[mpich-commits] [mpich] MPICH primary repository branch, master, updated. v3.2b3-277-g9acdb05
Service Account
noreply at mpich.org
Wed Jul 22 12:46:31 CDT 2015
This is an automated email from the git hooks/post-receive script.
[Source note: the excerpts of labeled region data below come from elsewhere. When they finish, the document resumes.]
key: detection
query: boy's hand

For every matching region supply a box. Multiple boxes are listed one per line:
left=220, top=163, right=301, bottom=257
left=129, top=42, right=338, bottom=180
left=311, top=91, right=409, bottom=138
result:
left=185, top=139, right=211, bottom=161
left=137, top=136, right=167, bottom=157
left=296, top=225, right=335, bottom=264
It was
generated because a ref change was pushed to the repository containing
the project "MPICH primary repository".
The branch, master has been updated
via 9acdb05448288f3bc26559edec91b5904746b8b1 (commit)
via c267eb4cb975a9c6d2ad4ecd4dfe002870cff394 (commit)
via 03e2d6431764a7b25e4971b4040a3a15d424889b (commit)
from 970a6f4d051372b5af02cff890f41c9539c627e3 (commit)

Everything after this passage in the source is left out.